Eventually, they made their way to the city of Chartres, where they turned over their treasures to the Church for safe-keeping. Among the documents they bore were building designs that were later used in the reconstruction of Glastonbury Abbey, Winchester Cathedral, Salisbury Cathedral, Amiens Cathedral, and Chartres Cathedral, as well as many lesser-known Norman Gothic structures of the 12th through 15th centuries.

Because their mission had been carried out in utter secrecy, the entire group were derided as cowards for "fleeing" the Siege of Antioch and publicly scorned by the Pope. Although he was made Sheriff of Leicester upon his father's death in 1098, Ivo's reputation as a knight was severely damaged and he enjoyed little success. He and Stephen de Blois sought the counsel of their cousin, Hugh, Comte de Beaumont, who arranged for them to join the Crusade of 1101 in hopes that their reputations for bravery and adherence to duty could be restored. Both were killed in battle in 1102.

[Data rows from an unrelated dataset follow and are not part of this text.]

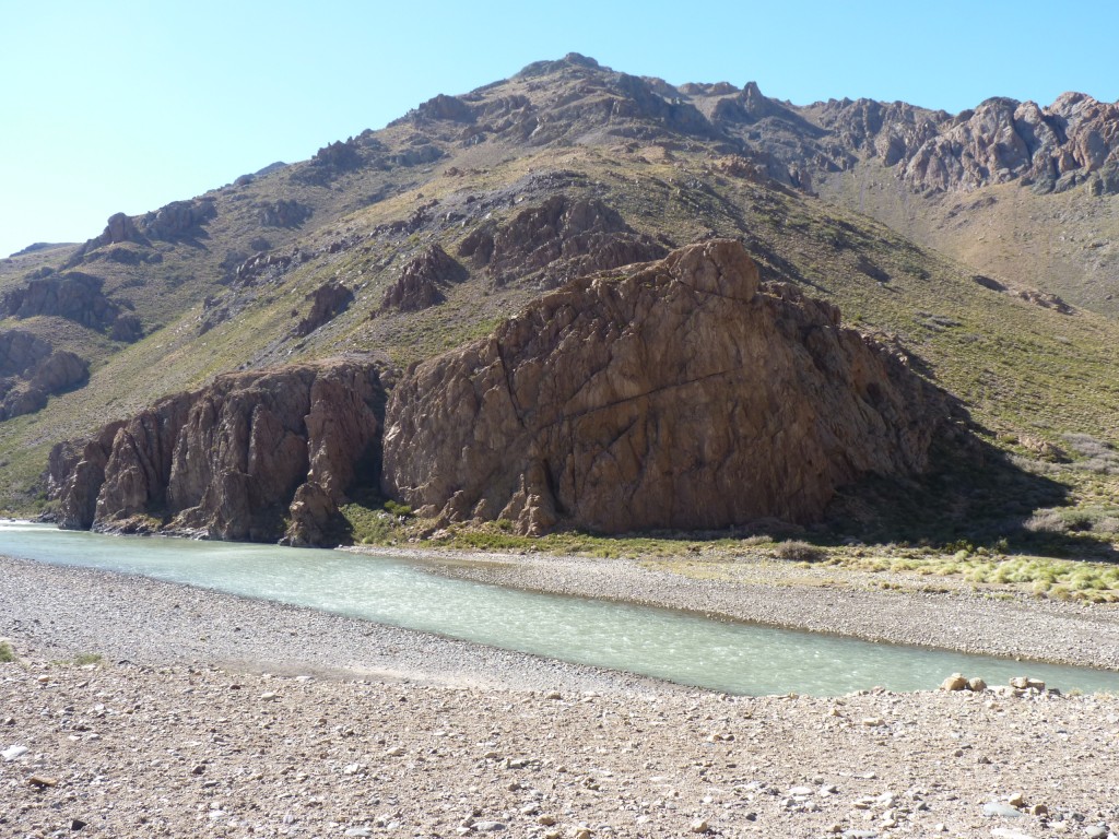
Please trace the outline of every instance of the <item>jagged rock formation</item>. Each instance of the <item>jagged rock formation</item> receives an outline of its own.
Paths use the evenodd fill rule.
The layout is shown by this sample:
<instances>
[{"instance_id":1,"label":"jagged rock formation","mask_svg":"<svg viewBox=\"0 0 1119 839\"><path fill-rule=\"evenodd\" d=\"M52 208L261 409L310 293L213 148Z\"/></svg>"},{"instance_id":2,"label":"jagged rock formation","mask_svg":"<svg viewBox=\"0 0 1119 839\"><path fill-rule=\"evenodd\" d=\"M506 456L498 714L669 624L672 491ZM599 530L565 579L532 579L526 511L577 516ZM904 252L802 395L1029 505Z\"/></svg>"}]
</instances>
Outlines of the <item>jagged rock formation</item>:
<instances>
[{"instance_id":1,"label":"jagged rock formation","mask_svg":"<svg viewBox=\"0 0 1119 839\"><path fill-rule=\"evenodd\" d=\"M19 333L17 333L19 334ZM41 409L47 399L90 378L90 364L68 350L39 358L18 376L0 378L0 422Z\"/></svg>"},{"instance_id":2,"label":"jagged rock formation","mask_svg":"<svg viewBox=\"0 0 1119 839\"><path fill-rule=\"evenodd\" d=\"M665 255L665 247L641 236L618 210L599 199L552 196L500 226L481 226L459 246L497 284L540 277L545 287L594 271L606 271Z\"/></svg>"},{"instance_id":3,"label":"jagged rock formation","mask_svg":"<svg viewBox=\"0 0 1119 839\"><path fill-rule=\"evenodd\" d=\"M380 309L402 312L427 309L445 300L443 289L461 283L467 276L467 270L453 256L439 245L430 245L407 262L401 279L385 291Z\"/></svg>"},{"instance_id":4,"label":"jagged rock formation","mask_svg":"<svg viewBox=\"0 0 1119 839\"><path fill-rule=\"evenodd\" d=\"M712 241L420 365L386 411L383 488L530 534L803 522L841 484L921 471L947 411L837 309Z\"/></svg>"},{"instance_id":5,"label":"jagged rock formation","mask_svg":"<svg viewBox=\"0 0 1119 839\"><path fill-rule=\"evenodd\" d=\"M337 281L330 281L308 294L307 300L311 301L311 311L295 324L295 334L300 338L311 334L349 309L354 292Z\"/></svg>"},{"instance_id":6,"label":"jagged rock formation","mask_svg":"<svg viewBox=\"0 0 1119 839\"><path fill-rule=\"evenodd\" d=\"M261 204L258 210L263 227L299 227L314 215L313 207L288 198Z\"/></svg>"},{"instance_id":7,"label":"jagged rock formation","mask_svg":"<svg viewBox=\"0 0 1119 839\"><path fill-rule=\"evenodd\" d=\"M58 522L337 543L337 505L355 484L375 481L383 404L365 361L219 376L56 446L48 487Z\"/></svg>"},{"instance_id":8,"label":"jagged rock formation","mask_svg":"<svg viewBox=\"0 0 1119 839\"><path fill-rule=\"evenodd\" d=\"M103 330L121 313L121 308L102 292L103 285L101 277L78 271L35 277L3 295L0 313L20 319L53 314Z\"/></svg>"},{"instance_id":9,"label":"jagged rock formation","mask_svg":"<svg viewBox=\"0 0 1119 839\"><path fill-rule=\"evenodd\" d=\"M152 239L173 242L176 239L197 238L203 235L206 223L217 216L217 205L211 198L192 198L185 201L171 201L158 210L142 216L130 217L123 213L114 213L109 217L105 229L100 236L86 242L67 262L68 266L87 261L87 257L105 245L131 242L150 246ZM128 253L128 252L122 252ZM138 255L117 256L131 258L134 262L145 261Z\"/></svg>"},{"instance_id":10,"label":"jagged rock formation","mask_svg":"<svg viewBox=\"0 0 1119 839\"><path fill-rule=\"evenodd\" d=\"M18 329L0 332L0 422L34 414L88 376L88 362L73 352Z\"/></svg>"},{"instance_id":11,"label":"jagged rock formation","mask_svg":"<svg viewBox=\"0 0 1119 839\"><path fill-rule=\"evenodd\" d=\"M0 376L22 376L50 352L50 345L30 332L4 330L0 332Z\"/></svg>"}]
</instances>

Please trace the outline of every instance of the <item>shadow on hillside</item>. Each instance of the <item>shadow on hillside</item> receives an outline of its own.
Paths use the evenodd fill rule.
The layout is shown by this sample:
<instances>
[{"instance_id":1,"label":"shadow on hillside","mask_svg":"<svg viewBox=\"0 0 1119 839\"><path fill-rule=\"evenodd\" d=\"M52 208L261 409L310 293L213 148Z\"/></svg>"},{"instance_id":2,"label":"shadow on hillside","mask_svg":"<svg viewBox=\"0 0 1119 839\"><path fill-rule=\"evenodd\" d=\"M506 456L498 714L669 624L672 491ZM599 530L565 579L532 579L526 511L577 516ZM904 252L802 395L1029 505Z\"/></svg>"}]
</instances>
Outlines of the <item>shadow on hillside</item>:
<instances>
[{"instance_id":1,"label":"shadow on hillside","mask_svg":"<svg viewBox=\"0 0 1119 839\"><path fill-rule=\"evenodd\" d=\"M1026 521L1037 510L1069 502L1069 488L1017 466L982 437L938 440L930 464L915 479L873 478L840 490L828 508L828 535L864 543L998 546L1008 552L1119 562L1111 545L1087 535L1028 529Z\"/></svg>"}]
</instances>

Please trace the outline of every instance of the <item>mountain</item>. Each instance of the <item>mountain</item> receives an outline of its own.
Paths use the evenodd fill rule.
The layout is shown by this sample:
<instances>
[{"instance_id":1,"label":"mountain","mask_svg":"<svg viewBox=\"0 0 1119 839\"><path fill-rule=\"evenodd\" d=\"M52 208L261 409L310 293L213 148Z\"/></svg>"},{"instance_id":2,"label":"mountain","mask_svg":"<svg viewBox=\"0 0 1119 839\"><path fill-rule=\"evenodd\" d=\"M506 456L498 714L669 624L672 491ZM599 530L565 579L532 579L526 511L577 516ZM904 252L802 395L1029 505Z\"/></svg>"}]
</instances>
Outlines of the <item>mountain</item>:
<instances>
[{"instance_id":1,"label":"mountain","mask_svg":"<svg viewBox=\"0 0 1119 839\"><path fill-rule=\"evenodd\" d=\"M721 238L893 348L994 446L976 469L1032 488L997 498L1012 483L977 475L956 519L984 507L1021 529L1065 496L1091 530L1110 516L1117 124L1080 95L956 116L798 107L576 55L436 96L308 161L0 261L0 328L37 348L3 361L4 393L62 353L87 370L39 376L21 404L46 405L0 423L3 502L51 506L53 445L218 374L348 358L392 389L577 277Z\"/></svg>"}]
</instances>

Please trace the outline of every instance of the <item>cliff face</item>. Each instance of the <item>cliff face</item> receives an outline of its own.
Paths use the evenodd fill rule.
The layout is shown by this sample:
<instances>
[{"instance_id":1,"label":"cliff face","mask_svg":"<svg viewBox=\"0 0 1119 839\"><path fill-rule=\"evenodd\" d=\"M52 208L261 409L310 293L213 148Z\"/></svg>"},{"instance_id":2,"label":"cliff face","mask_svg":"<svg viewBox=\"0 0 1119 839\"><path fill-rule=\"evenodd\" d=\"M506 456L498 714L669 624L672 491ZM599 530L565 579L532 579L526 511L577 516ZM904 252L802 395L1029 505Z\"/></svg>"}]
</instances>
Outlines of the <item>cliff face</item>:
<instances>
[{"instance_id":1,"label":"cliff face","mask_svg":"<svg viewBox=\"0 0 1119 839\"><path fill-rule=\"evenodd\" d=\"M802 522L862 475L921 471L947 412L834 307L713 241L422 364L386 408L383 488L530 534Z\"/></svg>"},{"instance_id":2,"label":"cliff face","mask_svg":"<svg viewBox=\"0 0 1119 839\"><path fill-rule=\"evenodd\" d=\"M375 483L383 402L365 362L219 376L56 446L48 482L59 524L332 541L338 502L352 486Z\"/></svg>"}]
</instances>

In 1103, another cousin of theirs, Hugues de Payens, gathered eight other knights -- most or all of them also relatives -- and formed a group to protect pilgrims to the Holy Land that would eventually be formalized as the the Knights Templar.

No records have survived that give the full reasons for the founding of the Knights Templar, but I would like to think that among them was the desire of Hugues de Payens to ensure that his cousins' deaths while trying to restore their unjustly sullied reputations had not been in vain.